Monday, October 27, 2008

There are only a few things I ask for in a stripper

I'm not that into fake cans, I'm not at all into most of the ugly ass tattoo's these chicks have,  I'm defintiely not into the zits these chicks get on their ass from rubbing up an down on that nasty ass floor and i'm not into the bad attitiude some of these chicks have but what really gets me annoyed is something much worse.  Why in God's name would you get on stage with a big nasty six inch cesarean scar.  Nothing turns a Big Righetti into a small righetti faster than a chick who's stomach looks like a road map.   You are in the turn-on business and this my friends is a huge turn off.   Either get some weird looking belly tattoo which is bad but not as bad as this thing or get a huge bandaid or in the name of JC wear a belt when you are dancing, cause honestly I don't like it.

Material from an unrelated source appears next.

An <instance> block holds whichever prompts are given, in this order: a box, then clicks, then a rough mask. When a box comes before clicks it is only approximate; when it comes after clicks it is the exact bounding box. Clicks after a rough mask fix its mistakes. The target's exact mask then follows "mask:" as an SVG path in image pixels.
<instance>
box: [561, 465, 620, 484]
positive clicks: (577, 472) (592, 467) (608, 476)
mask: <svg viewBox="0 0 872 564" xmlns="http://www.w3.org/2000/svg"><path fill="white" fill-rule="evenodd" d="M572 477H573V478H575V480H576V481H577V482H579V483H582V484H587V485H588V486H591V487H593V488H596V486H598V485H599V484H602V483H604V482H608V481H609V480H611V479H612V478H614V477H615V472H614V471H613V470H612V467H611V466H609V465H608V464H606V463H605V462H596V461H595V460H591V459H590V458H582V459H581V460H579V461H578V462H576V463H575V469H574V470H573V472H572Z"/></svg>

Just to be clear, I'm not against the caesarean in general, just for a chick who works under a blacklight. 
I know these broads had some issues with not feeling like they were loved but this scar means that at least at some point you got some real loving and I like to believe my stripper is completely innocent..

Got an interesting comment to a TOR entry from a few days ago about the need to end a conversation before ending revolving doors.  First of all this revolving door piece was actually brought to my attention by The Ryan Express and in addition to the original theory, regular TOR reader and occasional Relief Bitcher 'The Bump' mentions that this is the same rule as walking into the bathroom to use a urinal, all conversation ceases once cock is in hand.